However, the limited right of parents to opt their children out has proved contentious for parents of faith.
While requests to withdraw children at the primary school level will be automatically granted, at secondary school the rules change and parents will only be able to opt their children out up to the age of 15, unless the head teacher believes that such a request should not be granted. After the age of 15, opted out children can choose by themselves to participate in the lessons.
Tory backbencher Sir Edward Leigh was among those voting against the plans on Thursday.

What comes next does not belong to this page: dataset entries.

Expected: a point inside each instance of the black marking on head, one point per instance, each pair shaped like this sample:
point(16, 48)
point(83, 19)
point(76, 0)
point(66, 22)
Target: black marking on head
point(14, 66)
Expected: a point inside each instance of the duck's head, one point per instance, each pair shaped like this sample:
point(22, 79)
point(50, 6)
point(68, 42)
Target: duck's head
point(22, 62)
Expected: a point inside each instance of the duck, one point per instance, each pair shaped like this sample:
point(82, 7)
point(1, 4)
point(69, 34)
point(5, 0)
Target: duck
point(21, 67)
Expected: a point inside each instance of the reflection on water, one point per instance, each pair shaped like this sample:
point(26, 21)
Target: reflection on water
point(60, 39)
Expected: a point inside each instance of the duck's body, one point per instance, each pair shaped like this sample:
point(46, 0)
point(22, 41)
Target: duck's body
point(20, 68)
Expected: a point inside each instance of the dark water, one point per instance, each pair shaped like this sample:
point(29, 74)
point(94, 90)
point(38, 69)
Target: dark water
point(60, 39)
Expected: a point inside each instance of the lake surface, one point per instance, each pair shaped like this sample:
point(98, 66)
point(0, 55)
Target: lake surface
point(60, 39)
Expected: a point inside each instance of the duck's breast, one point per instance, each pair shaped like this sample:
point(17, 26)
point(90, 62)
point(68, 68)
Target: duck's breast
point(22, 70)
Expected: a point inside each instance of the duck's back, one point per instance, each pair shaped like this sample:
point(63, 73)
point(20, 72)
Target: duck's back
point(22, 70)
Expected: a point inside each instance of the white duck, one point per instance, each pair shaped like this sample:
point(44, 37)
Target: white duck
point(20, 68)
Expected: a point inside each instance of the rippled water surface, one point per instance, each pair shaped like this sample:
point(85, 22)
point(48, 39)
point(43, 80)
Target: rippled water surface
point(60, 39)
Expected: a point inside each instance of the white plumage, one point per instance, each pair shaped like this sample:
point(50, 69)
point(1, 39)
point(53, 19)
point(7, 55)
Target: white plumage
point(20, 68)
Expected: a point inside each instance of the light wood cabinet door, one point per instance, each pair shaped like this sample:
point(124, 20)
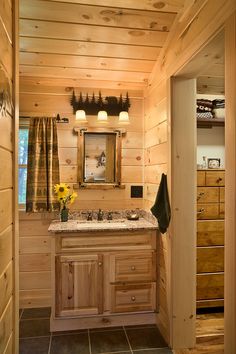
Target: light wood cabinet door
point(79, 285)
point(133, 266)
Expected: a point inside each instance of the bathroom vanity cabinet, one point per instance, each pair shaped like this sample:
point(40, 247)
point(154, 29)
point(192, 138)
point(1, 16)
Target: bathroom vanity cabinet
point(103, 278)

He has been an outspoken critic of the proposals and previously said they represented a "fundamental shift of power to the state".
"All previous Conservative Governments have given an untrammelled right to parents to remove their children from sex education," he said.
"But here in certain circumstances that right has been transferred to the headteacher."
The draft legislation was passed as Muslim and Christian parents continue to protest against equality lessons at Parkfield Community School in Birmingham.
Hundreds of parents have withdrawn their children from the lessons taught by the "No Outsiders" programme, which cover same-sex relationships.
They are demanding that No Outsiders be scrapped by the school, which has a largely Muslim student population.
The school has temporarily suspended the lessons in the wake of the protests.
The lessons were introduced at the school by assistant head teacher Andrew Moffat, who is gay. He told BBC WM, that there were "misconceptions" about what the No Outsiders lessons teach.
"People are worried about the way the government are proposing to change sex relationship education in the UK and people are mixing that up with No Outsiders," he said.
"No Outsiders isn't about sex education. It's about community cohesion, British values, it's about people getting along and co-existing."
Free Church of Scotland minister the Rev David Robertson, however, said that Christians should stand with Muslims on this issue.
"Despite the claims, this is not about diversity. It is in fact the very opposite," he wrote on his blog.
"This is about imposing one, and only one, sexual/relationship philosophy upon everyone. They don't want diversity. They will not allow Muslim parents (or Christian) to have their children brought up in their faith.
"We must all be brought up in the secular humanist faith and whatever its celebrants tells us at any particular time is moral or 'on the right side of history'."
He continued: "Homosexuality is not the issue here. There are far deeper and much more profound issues. Not least the freedom for us, and our Muslim brothers and sisters, to bring up our children, without being dictated to by the political elites who seek to impose their bourgeoise morality on our children. On this issue Christians and Muslims stand together."